Alex Wong/Getty Images
President Obama and former President George W. Bush at the dedication of the George W. Bush library in Dallas.
President Obama and former President George W. Bush at the dedication of the George W. Bush library in Dallas. Alex Wong/Getty Images
Imagine having to deliver a tribute for someone you've openly excoriated for years.
That was essentially the task President Obama had before him Thursday in his speech at the dedication ceremony for former President George W. Bush's Presidential Library and Museum in Dallas.
Obama has used the 43rd president as a foil for more than a decade: from the anti-Iraq War speech he gave in Chicago in 2002 as a state senator; to his 2008 presidential campaign, in which he argued the GOP presidential nominee would extend Bush's controversial policies; to four years later, when he warned that another nominee would return the nation to the Bush era.

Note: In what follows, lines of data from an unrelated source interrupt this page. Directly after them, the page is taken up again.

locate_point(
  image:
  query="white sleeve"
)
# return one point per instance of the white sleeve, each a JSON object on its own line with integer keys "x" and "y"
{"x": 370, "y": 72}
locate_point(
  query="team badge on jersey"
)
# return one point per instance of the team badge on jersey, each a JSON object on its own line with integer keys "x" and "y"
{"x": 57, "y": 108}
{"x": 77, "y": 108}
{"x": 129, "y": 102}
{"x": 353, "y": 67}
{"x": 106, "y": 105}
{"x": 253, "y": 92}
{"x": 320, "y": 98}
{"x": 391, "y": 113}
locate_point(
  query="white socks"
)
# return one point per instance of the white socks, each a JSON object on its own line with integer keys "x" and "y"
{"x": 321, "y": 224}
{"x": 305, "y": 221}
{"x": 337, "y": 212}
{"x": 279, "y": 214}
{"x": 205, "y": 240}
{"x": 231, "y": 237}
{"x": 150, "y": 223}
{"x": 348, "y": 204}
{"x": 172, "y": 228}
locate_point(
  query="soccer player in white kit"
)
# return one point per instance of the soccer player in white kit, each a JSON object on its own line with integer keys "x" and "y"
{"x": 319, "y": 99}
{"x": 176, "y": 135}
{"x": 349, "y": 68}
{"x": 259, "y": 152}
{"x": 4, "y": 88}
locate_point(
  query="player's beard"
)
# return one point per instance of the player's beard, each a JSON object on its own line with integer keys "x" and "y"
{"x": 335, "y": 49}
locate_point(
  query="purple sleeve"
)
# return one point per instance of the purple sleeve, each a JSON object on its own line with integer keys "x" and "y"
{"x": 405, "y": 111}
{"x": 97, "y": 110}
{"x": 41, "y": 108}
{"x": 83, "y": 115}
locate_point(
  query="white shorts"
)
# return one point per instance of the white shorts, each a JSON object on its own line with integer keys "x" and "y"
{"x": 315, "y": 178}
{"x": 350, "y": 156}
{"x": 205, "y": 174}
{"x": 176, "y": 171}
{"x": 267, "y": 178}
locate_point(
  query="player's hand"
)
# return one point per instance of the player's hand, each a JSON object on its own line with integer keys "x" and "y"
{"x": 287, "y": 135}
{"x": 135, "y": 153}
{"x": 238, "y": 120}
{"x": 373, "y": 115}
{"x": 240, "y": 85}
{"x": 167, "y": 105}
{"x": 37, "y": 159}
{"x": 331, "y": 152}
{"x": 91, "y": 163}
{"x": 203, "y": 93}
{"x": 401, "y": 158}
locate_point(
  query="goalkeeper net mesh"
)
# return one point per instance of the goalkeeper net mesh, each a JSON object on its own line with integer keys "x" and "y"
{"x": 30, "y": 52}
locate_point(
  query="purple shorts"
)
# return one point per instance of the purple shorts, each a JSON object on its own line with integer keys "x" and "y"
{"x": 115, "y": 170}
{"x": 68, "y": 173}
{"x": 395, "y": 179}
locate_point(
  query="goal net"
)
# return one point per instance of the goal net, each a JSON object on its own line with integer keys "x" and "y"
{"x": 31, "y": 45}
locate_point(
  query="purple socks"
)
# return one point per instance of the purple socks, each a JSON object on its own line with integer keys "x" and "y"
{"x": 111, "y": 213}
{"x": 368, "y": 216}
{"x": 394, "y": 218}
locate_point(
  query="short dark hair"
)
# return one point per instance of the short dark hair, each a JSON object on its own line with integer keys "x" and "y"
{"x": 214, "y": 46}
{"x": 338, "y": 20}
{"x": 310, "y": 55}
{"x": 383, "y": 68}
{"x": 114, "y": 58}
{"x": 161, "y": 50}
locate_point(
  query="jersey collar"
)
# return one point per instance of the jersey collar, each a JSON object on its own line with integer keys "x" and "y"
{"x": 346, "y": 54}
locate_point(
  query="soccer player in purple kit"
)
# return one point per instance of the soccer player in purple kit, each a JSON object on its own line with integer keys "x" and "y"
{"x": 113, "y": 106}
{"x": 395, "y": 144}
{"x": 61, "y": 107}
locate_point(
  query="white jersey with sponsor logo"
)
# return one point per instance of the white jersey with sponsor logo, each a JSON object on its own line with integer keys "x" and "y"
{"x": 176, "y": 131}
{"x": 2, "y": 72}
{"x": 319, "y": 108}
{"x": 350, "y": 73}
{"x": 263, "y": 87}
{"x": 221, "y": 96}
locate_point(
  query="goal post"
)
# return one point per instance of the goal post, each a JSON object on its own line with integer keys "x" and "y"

And many of Obama's supporters, who agreed with his negative interpretation of Bush's presidency, would have it no other way.
So there Obama was Thursday, forced by the demands of the occasion to utter words both respectful to his predecessor yet true to his many past criticisms of same. Not the easiest task, but that's what speechwriters are for.

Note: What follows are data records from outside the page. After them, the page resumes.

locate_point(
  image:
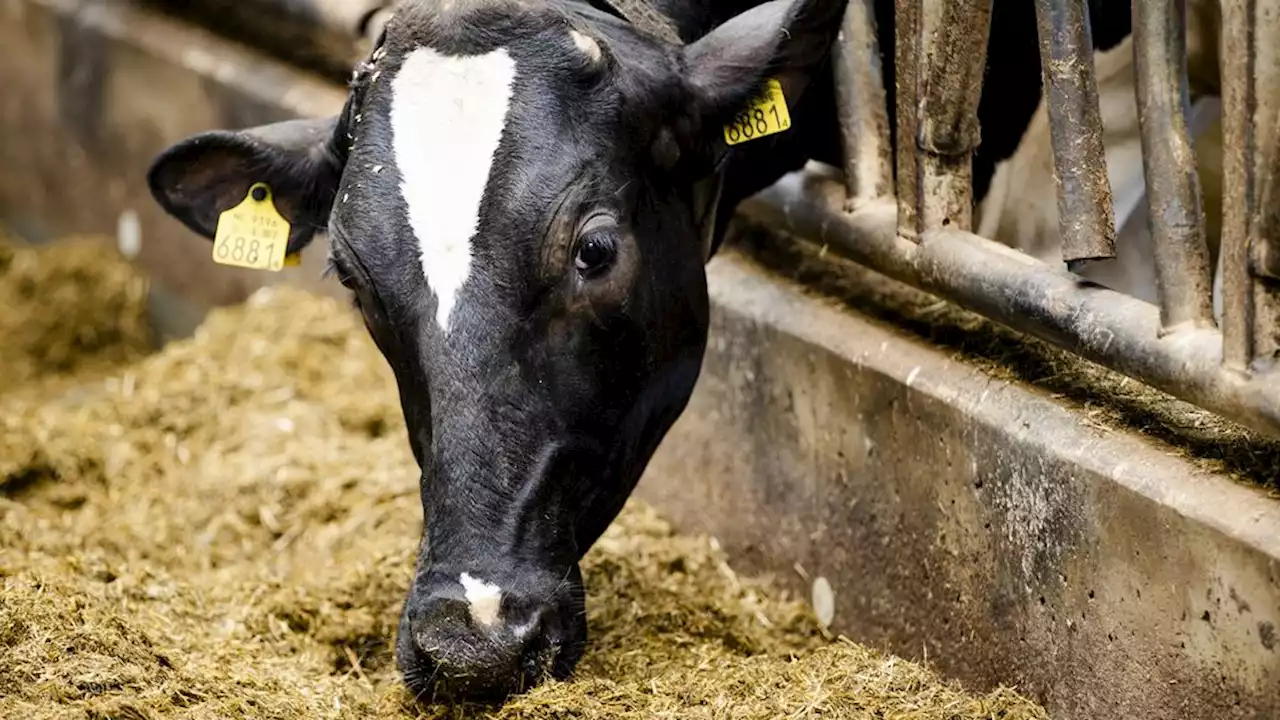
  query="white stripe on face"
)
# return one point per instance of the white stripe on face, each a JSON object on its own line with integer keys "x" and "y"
{"x": 483, "y": 600}
{"x": 447, "y": 119}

Obama confronted the difficulty by suggesting that, like all presidents, Bush made missteps. The president didn't get specific.

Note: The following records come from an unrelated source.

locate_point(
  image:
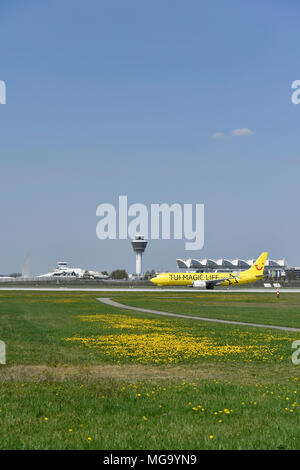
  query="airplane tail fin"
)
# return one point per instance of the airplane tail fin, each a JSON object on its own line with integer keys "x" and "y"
{"x": 258, "y": 266}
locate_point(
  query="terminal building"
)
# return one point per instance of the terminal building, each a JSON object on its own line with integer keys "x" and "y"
{"x": 274, "y": 269}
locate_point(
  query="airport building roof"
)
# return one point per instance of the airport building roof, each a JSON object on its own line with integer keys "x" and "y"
{"x": 224, "y": 263}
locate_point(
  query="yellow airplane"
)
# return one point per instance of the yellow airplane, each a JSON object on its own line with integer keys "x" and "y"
{"x": 210, "y": 280}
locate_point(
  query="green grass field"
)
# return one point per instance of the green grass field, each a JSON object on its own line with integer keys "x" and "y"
{"x": 84, "y": 375}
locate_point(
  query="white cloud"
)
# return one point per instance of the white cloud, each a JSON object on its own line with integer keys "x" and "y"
{"x": 218, "y": 135}
{"x": 243, "y": 131}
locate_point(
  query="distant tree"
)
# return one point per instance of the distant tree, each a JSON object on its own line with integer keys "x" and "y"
{"x": 119, "y": 274}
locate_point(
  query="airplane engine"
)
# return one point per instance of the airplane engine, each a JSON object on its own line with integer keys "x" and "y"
{"x": 201, "y": 284}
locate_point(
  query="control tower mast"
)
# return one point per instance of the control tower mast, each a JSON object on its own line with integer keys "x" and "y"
{"x": 139, "y": 245}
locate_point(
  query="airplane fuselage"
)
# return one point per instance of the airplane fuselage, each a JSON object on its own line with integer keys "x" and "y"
{"x": 190, "y": 279}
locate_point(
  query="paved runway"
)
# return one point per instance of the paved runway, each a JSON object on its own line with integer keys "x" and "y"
{"x": 153, "y": 290}
{"x": 112, "y": 303}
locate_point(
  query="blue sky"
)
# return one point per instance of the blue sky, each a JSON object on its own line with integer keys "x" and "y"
{"x": 108, "y": 97}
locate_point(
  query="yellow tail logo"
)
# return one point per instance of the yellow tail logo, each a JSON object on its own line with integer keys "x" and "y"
{"x": 259, "y": 264}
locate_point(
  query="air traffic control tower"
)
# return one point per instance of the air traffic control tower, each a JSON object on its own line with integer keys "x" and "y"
{"x": 139, "y": 245}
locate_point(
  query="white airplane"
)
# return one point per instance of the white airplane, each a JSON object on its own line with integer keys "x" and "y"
{"x": 63, "y": 270}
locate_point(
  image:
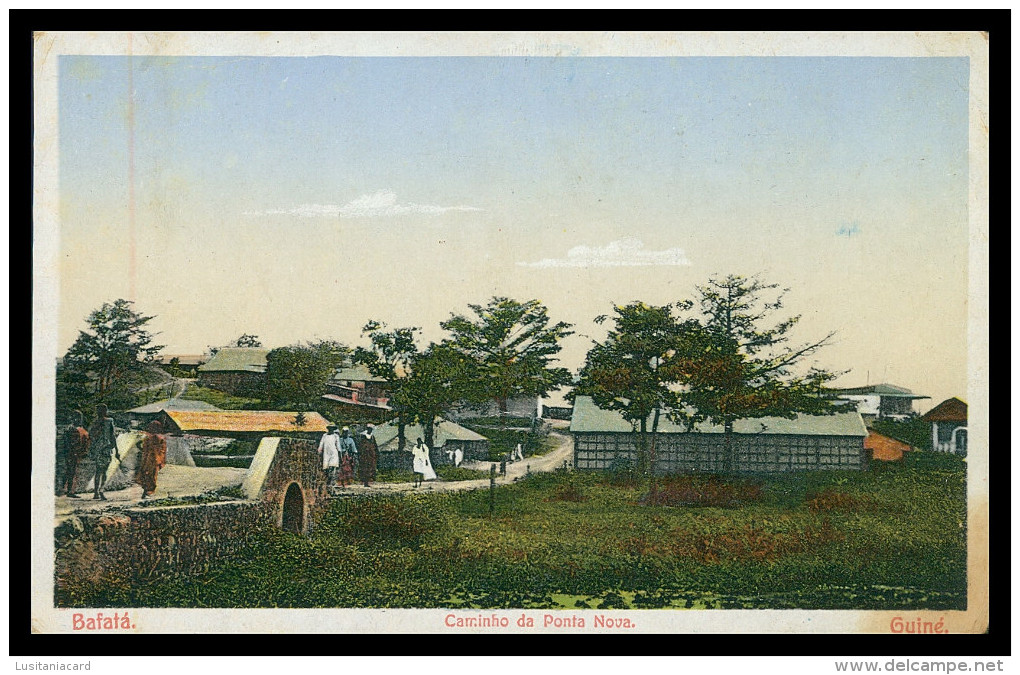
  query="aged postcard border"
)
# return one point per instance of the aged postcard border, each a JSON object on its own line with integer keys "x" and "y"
{"x": 45, "y": 303}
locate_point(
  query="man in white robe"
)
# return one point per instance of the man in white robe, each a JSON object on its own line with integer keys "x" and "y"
{"x": 329, "y": 451}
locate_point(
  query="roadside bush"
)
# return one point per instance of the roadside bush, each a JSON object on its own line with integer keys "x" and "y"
{"x": 404, "y": 520}
{"x": 704, "y": 491}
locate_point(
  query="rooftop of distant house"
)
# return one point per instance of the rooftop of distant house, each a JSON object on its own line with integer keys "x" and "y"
{"x": 590, "y": 418}
{"x": 951, "y": 410}
{"x": 247, "y": 359}
{"x": 265, "y": 421}
{"x": 183, "y": 359}
{"x": 881, "y": 390}
{"x": 355, "y": 373}
{"x": 174, "y": 405}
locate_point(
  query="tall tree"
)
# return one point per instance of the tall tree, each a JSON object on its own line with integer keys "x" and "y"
{"x": 297, "y": 375}
{"x": 750, "y": 367}
{"x": 512, "y": 347}
{"x": 390, "y": 355}
{"x": 99, "y": 367}
{"x": 636, "y": 372}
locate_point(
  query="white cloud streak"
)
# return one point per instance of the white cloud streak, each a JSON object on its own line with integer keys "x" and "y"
{"x": 622, "y": 253}
{"x": 381, "y": 203}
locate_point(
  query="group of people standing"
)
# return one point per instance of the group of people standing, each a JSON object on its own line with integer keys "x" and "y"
{"x": 99, "y": 444}
{"x": 341, "y": 456}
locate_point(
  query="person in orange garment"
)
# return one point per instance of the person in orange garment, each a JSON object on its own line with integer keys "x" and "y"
{"x": 75, "y": 448}
{"x": 151, "y": 459}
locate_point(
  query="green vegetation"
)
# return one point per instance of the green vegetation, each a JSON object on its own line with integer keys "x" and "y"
{"x": 221, "y": 399}
{"x": 108, "y": 363}
{"x": 893, "y": 537}
{"x": 915, "y": 431}
{"x": 503, "y": 440}
{"x": 450, "y": 472}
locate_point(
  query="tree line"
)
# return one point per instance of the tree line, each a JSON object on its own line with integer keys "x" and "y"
{"x": 724, "y": 355}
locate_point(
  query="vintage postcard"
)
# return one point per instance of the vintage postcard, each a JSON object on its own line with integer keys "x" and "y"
{"x": 510, "y": 332}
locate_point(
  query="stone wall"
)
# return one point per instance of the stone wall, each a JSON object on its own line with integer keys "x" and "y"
{"x": 114, "y": 549}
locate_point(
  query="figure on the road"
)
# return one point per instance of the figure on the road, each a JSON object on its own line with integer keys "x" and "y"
{"x": 102, "y": 442}
{"x": 329, "y": 451}
{"x": 151, "y": 459}
{"x": 348, "y": 456}
{"x": 75, "y": 447}
{"x": 368, "y": 455}
{"x": 422, "y": 466}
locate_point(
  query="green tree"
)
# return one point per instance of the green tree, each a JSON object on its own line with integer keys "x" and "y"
{"x": 440, "y": 376}
{"x": 297, "y": 375}
{"x": 749, "y": 364}
{"x": 390, "y": 355}
{"x": 638, "y": 371}
{"x": 106, "y": 358}
{"x": 512, "y": 347}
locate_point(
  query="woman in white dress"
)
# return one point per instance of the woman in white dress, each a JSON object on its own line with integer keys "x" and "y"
{"x": 422, "y": 467}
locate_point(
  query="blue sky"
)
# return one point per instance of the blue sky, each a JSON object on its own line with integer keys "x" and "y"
{"x": 263, "y": 179}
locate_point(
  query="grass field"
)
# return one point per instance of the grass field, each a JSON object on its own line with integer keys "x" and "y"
{"x": 891, "y": 537}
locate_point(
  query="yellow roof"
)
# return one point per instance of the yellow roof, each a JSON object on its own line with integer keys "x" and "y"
{"x": 245, "y": 420}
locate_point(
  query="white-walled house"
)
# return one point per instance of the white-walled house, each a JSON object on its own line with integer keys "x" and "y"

Obama included the mention of "mistakes" in a section of his speech in which he expressed sympathy with Bush:
"The first thing I found in that desk the day I took office was a letter from George, and one that demonstrated his compassion and generosity. For he knew that I would come to learn what he had learned — that being president, above all, is a humbling job. There are moments where you make mistakes. There are times where you wish you could turn back the clock. And what I know is true about President Bush, and I hope my successor will say about me, is that we love this country and we do our best."
The dedication of a presidential library is a far different event than a campaign rally. But by not even mentioning by the headline controversies of his predecessor's administration — not the Iraq War, the response to Hurricane Katrina or federal deficits — Obama followed the instincts of Richard Nixon more than any other sitting president at such a dedication.
In 1971 at the dedication of the Lyndon Baines Johnson library, Nixon didn't mention Vietnam.
By contrast, Ronald Reagan not only reminded the audience of the partisan and ideological differences between Republicans and Democrats at the 1986 dedication of Jimmy Carter's library, but he also specifically mentioned the U.S. hostages in Iran. Of course, he did so to praise his predecessor for his labors in trying to free them.
George H.W. Bush even let the word "Watergate" slip from his lips at the 1990 dedication of the Nixon library, though that was the full extent of his reference to the scandal that brought down the 37th president.
Obama clearly wasn't going there on Iraq, however. Instead, he would let the memories of his listeners fill in the blanks however they saw fit.